Executive Summary
Vercel has successfully deployed an internal AI-powered workflow to automate the code review process for one of its largest applications. The system uses an LLM-based classifier to distinguish between low-risk changes (e.g., UI, docs) and high-risk changes (e.g., authentication, payments). This allows an AI agent to safely auto-merge 58% of all pull requests without human intervention, significantly reducing development bottlenecks. As a result, the average time-to-merge has dropped by 62%, while the speed and focus of human reviews on critical code have improved.
Key Takeaways
* Primary Function: An LLM (Gemini) classifies pull requests (PRs) as either "HIGH" or "LOW" risk based on an analysis of the code diff, title, and description.
* Automated Workflow: Low-risk PRs are automatically approved and merged by the agent, while high-risk PRs are flagged and require mandatory human review.
* Performance Metrics:
* 58% of all PRs are now handled automatically by the agent.
* Average merge time decreased by 62%, from 29 hours to 10.9 hours.
* Individual developer throughput increased by 46%.
* Safety & Reliability:
* Zero auto-merged PRs were reverted during the experiment.
* The system is tuned to favor "false HIGHs" over "false LOWs" to err on the side of caution.
* Deployment rollbacks decreased, and the only incident-causing rollback was from a human-approved PR that the AI had correctly flagged as high-risk.
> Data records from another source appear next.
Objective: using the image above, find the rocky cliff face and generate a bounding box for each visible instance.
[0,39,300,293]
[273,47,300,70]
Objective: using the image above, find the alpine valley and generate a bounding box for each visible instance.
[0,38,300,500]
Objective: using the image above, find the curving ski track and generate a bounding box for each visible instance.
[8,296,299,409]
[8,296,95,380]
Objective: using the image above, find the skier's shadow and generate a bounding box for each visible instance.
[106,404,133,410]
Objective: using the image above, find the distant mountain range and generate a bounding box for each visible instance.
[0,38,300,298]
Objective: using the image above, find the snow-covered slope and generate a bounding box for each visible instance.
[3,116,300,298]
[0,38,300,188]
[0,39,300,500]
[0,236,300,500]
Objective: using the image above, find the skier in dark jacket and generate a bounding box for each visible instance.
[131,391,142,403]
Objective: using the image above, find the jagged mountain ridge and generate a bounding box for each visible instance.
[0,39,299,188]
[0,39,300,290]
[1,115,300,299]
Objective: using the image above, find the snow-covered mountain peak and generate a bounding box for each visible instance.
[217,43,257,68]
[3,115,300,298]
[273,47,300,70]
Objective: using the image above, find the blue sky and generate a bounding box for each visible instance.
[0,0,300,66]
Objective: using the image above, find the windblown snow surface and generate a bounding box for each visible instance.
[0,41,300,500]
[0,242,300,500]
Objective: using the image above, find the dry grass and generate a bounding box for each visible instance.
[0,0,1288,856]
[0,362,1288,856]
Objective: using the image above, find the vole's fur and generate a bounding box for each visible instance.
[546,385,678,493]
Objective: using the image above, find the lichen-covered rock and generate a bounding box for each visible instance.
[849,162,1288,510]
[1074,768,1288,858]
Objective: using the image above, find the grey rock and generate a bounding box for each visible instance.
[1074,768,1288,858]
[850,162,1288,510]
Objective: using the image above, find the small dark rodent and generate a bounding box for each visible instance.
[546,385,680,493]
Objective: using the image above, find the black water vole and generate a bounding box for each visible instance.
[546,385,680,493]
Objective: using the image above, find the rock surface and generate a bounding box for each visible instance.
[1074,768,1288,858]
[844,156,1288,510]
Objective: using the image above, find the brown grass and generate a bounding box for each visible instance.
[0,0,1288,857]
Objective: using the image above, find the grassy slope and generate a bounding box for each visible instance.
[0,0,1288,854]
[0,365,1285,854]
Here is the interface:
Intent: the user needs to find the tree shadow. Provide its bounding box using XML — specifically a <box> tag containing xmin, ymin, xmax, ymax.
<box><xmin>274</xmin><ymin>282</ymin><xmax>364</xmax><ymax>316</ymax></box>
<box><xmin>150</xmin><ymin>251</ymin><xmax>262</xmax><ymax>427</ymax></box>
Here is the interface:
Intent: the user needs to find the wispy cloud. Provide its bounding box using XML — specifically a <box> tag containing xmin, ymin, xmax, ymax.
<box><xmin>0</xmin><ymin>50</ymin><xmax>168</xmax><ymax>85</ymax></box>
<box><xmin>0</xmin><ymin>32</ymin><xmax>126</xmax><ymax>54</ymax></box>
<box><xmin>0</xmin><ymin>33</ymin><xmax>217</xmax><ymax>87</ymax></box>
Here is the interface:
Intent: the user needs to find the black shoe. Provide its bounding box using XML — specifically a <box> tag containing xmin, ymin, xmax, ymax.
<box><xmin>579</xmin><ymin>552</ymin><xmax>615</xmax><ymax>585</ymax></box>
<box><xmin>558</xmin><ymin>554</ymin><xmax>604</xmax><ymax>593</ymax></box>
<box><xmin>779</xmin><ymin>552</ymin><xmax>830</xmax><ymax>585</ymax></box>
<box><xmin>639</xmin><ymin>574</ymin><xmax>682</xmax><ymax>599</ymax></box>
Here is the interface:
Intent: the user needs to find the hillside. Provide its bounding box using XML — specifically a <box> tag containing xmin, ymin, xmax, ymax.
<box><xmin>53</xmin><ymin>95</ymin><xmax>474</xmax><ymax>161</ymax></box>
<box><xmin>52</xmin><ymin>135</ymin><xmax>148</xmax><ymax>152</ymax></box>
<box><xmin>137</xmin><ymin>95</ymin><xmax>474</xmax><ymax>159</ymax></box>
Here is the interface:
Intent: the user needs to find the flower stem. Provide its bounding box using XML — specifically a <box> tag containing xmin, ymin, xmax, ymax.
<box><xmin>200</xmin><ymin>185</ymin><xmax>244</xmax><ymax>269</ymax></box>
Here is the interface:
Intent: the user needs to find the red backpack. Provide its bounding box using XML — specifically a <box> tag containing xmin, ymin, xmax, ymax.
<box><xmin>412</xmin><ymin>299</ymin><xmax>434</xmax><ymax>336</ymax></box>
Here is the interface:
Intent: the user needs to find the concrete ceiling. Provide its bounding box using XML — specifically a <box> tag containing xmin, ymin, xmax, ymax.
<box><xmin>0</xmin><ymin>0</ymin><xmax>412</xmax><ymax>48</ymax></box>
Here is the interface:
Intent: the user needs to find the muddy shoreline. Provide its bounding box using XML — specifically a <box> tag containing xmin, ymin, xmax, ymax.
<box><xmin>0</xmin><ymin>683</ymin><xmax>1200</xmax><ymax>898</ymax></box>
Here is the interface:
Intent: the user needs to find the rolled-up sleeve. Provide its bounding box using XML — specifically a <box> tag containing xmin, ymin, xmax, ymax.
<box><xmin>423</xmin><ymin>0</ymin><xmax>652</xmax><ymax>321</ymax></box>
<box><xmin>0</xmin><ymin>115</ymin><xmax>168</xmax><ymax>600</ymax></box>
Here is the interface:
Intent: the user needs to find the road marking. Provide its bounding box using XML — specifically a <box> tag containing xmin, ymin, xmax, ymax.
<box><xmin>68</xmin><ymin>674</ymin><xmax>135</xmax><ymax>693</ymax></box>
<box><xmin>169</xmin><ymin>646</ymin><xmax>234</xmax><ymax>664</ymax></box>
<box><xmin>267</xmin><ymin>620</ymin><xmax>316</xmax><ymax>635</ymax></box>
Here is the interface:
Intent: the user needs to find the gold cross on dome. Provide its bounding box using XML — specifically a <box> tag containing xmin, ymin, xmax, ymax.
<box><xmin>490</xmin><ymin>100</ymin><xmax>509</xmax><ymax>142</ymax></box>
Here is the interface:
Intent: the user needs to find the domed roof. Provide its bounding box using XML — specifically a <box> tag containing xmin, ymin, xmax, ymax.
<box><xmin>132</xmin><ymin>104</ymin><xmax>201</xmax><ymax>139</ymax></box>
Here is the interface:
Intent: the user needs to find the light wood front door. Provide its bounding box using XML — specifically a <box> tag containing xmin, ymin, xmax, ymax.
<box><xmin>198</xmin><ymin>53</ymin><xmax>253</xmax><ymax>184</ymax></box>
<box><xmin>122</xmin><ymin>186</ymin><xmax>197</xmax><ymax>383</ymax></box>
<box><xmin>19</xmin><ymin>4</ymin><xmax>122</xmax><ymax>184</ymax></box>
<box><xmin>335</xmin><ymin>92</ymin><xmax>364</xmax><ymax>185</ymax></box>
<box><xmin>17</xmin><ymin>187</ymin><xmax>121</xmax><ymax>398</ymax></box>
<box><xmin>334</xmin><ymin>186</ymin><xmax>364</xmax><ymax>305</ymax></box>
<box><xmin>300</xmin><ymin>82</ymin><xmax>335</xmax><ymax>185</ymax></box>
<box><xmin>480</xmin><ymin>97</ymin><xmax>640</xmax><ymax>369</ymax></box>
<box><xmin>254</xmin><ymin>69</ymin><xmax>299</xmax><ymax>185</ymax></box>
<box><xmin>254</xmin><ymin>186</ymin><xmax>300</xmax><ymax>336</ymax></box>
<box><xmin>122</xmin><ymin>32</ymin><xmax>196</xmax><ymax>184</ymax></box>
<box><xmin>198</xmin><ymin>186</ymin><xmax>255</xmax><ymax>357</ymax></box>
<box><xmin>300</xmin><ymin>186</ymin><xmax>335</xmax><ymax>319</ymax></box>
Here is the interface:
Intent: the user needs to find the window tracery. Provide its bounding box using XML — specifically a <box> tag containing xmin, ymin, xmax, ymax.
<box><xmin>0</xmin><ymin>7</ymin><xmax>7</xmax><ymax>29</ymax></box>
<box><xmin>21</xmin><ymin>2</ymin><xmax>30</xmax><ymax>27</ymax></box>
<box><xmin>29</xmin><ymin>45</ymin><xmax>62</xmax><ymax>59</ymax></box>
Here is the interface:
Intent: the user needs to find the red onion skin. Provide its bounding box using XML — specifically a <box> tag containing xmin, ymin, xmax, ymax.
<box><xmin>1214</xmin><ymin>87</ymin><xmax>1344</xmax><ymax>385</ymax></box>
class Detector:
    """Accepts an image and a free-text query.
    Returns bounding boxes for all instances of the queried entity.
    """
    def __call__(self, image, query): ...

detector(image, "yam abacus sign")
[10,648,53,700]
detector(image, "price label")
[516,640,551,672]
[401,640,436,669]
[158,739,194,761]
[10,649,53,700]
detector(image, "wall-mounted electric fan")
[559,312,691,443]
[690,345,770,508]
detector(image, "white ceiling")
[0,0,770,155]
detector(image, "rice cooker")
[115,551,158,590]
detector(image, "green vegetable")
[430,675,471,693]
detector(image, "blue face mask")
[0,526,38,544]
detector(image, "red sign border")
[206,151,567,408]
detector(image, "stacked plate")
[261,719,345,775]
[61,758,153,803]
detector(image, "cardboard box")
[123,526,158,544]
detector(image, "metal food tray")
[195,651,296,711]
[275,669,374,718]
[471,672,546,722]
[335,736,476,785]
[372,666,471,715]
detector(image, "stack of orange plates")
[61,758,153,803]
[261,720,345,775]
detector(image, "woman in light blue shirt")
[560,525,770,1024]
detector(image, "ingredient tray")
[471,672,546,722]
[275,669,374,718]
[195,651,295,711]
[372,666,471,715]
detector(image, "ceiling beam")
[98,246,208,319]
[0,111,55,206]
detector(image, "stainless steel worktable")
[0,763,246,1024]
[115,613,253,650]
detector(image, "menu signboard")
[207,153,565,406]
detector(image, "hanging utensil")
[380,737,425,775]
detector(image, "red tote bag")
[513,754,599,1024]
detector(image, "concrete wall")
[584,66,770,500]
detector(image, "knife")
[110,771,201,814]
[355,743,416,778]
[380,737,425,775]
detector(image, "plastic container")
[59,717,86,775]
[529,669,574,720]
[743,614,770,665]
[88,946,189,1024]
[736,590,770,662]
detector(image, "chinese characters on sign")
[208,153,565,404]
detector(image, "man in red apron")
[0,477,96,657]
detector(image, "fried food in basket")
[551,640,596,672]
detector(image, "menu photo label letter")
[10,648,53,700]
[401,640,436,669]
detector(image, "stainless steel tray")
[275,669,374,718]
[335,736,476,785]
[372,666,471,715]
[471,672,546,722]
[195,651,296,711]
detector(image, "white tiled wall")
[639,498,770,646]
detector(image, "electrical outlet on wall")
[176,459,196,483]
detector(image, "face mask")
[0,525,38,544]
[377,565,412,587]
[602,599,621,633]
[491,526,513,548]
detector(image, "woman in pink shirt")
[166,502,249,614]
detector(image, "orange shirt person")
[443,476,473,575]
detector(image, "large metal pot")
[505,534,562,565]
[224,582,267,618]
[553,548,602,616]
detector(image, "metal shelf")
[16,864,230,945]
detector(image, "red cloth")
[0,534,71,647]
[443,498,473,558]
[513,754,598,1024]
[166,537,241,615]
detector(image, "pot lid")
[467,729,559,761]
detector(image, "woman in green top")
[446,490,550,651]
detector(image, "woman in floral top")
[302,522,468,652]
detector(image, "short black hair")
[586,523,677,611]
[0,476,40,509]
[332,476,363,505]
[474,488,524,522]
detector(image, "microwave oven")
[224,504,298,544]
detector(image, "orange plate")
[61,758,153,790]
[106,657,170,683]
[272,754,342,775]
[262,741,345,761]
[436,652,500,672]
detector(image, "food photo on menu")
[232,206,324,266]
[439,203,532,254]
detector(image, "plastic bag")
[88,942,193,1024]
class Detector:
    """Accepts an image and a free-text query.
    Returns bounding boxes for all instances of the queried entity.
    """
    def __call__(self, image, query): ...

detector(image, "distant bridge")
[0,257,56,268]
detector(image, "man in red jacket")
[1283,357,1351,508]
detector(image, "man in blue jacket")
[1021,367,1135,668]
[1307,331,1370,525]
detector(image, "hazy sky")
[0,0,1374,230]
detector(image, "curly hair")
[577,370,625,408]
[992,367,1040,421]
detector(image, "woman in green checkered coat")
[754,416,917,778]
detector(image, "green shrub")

* Improved Human Review: With fewer PRs to review, human engineers focused on more critical changes, with the time-to-first-review on high-risk PRs improving by 2.7x.
Strategic Importance
This initiative serves as a powerful case study for applying AI agents to solve real-world bottlenecks in the software development lifecycle, increasing engineering velocity without compromising safety. For Vercel, it validates its own AI infrastructure and demonstrates a tangible method for other engineering organizations to scale development practices.